Almost six decades into publishing fiction, this author has put up a fresh career landmark...In this it also illuminates the change that's come over DeLillo since his last longer work, Underworld (1997). Symphonic density like that no longer interests him. He seeks instead a few resonant notes - a fable. He has brought off something simple but disturbing, revealing both the perils of faith and the power of Gospel.
Zero K is an interesting thematic companion to Mr. Delillo’s earlier masterpiece White Noise, though much more somber. White Noise asked, 'What if death is nothing but sound?' a horrific, dull and eternal background noise. Zero-K seems to give us an answer to that question in the book’s middle-section containing the inner thoughts of a frozen body: Death isn’t senseless noise, but an eternal babble of thought, 'the nightmare of self drawn so tight that she is trapped forever.'
Although the plot of Zero K doesn't always hang together, DeLillo has written a profound and deeply moral book. His outrage at the mess we've made of the planet comes through loud and clear.

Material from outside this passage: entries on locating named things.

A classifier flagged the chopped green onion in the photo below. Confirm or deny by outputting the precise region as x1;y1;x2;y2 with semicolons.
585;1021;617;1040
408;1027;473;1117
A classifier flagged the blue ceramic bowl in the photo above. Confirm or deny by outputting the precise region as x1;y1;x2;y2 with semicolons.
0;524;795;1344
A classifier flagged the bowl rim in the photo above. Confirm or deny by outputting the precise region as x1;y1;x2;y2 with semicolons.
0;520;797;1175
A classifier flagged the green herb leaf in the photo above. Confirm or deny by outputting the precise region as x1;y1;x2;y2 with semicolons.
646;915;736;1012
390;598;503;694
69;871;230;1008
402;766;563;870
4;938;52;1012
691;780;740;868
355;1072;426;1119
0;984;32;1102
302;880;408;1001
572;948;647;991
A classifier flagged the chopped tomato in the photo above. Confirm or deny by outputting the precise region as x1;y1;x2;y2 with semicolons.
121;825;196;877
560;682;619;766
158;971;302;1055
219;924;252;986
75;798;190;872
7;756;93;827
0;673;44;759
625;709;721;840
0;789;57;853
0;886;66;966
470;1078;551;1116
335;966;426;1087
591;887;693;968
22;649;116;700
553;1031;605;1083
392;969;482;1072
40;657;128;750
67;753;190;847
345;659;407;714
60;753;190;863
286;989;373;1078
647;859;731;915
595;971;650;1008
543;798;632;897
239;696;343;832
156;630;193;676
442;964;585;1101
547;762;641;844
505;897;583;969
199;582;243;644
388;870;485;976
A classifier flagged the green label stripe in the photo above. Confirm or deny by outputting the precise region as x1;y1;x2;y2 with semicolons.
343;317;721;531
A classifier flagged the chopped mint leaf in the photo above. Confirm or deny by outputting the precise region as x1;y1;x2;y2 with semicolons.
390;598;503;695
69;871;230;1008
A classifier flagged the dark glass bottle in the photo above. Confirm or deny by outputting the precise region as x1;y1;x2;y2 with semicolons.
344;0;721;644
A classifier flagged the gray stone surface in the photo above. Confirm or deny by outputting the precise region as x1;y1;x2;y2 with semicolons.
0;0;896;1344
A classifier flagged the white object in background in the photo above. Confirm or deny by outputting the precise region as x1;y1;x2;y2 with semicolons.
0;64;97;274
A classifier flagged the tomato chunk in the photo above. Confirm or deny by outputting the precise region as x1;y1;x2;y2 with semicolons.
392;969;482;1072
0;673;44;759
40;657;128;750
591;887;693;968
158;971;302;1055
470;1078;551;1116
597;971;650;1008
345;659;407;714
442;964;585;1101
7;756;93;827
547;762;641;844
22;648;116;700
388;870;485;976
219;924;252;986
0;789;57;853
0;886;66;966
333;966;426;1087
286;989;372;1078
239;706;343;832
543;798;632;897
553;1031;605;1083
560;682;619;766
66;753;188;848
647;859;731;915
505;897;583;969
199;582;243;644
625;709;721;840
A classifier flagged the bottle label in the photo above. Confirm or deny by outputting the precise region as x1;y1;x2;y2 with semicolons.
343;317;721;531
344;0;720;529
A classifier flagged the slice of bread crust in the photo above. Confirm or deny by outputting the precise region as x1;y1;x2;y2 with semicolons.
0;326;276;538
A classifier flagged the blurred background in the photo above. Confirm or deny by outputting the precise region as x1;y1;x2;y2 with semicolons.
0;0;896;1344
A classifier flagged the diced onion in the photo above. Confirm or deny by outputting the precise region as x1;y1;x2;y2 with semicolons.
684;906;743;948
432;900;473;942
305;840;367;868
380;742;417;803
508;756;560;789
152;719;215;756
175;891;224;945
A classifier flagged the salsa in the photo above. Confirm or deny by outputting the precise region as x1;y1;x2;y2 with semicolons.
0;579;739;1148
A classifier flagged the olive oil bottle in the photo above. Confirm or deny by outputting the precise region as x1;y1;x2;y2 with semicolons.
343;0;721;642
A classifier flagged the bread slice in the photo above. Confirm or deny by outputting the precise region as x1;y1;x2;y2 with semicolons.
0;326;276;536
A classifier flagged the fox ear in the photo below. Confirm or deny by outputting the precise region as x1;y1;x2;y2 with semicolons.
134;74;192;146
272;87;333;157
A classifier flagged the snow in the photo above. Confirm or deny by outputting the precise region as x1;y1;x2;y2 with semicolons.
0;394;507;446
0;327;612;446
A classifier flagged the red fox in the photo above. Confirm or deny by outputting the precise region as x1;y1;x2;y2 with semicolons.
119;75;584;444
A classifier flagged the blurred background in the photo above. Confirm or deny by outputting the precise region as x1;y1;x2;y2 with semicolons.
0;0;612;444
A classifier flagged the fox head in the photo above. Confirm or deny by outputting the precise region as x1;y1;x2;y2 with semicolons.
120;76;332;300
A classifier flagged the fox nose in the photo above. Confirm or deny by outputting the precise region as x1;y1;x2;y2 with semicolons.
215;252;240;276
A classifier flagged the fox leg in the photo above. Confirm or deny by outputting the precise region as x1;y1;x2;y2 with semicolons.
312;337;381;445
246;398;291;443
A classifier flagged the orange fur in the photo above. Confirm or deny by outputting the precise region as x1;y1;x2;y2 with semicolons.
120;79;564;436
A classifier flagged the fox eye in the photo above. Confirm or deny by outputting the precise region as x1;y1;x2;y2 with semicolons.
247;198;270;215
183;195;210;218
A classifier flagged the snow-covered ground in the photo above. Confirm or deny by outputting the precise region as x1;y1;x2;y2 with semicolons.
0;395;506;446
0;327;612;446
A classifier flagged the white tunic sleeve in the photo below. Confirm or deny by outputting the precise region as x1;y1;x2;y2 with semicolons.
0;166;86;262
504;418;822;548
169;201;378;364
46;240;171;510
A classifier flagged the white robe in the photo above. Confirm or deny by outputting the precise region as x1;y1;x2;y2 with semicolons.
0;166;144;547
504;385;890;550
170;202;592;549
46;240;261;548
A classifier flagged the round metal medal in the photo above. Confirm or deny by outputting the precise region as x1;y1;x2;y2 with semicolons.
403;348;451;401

Zero K is unlikely to survive as one of DeLillo’s significant literary achievements; its prose, much like its characters, could best be described as lifelike. Yet as I began reading it in January, with the presidential primary buzzing in the background, there seemed something oddly revealing about the novel’s tone and themes. It is not only in DeLillo’s recent fiction that one can discern the worry that America, incapable any longer of bearing the weight of its manifest destiny, is becoming a land of the living dead.
Zero K is DeLillo’s most determined effort yet to deflect attention away from story, or below story, to the questions that lie beneath our lives and the life of our culture as it marches implacably toward its Omega Point...'Death,' writes DeLillo, 'is a tough habit to break.' But art retains its powers of consolation and transcendence, and its skepticism about both. Like any living thing, it continues to evolve. Of this Zero K is both a reminder and a bracing example.
...a novel of ideas that’s deeply emotional....a meditation on love and death by someone who’s standing at the crossroads at dusk, knowing what’s behind him and wondering what’s ahead ... It’s elliptical and maddening and profound, all the deep thoughts and deeper meanings, stones dropped into a pond that send ever-wider rings toward the shore.
...a return to top form after a few misfires in recent years. Like many of its predecessors, this compact tale has more ideas, argument and speculation stuffed onto nearly every page than you might find in an entire shelf of sci-fi novels ... Zero K is anchored in emotions as old and primal as humanity itself: the fear of death, the passionate love of a man for his wife, the conflicted love of a son for his father. These rich veins of feeling flow like an underground river through the novel’s eerie, futuristic terrain.
Zero K has all of the hallmarks of a typical DeLillo novel: The emotionally bruised, utterly detached characters, the steely, oddly poetic descriptions of both architecture and his character’s interpersonal relationships. What sets Zero K apart is that it’s plot driven and will probably be the closest DeLillo will ever come to writing genre fiction. It’s a true return to form. Zero K is thematically epic in the same way as White Noise, Mao II, and Underworld, and like those essential tomes in the DeLillo Oeuvre, Zero K will most definitely be held up as one of his finest novels.
Sadness might seem too sincere an emotion to ascribe to a novel written by a postmodernist, but Zero K pushes its readers to feel. It is almost impossible to not. With its confluence of screens, strange artwork, empty rooms, long hallways, and shaved hands of those soon to be frozen, Zero K creates an experiment, and we, its subjects, feel pulled to interact.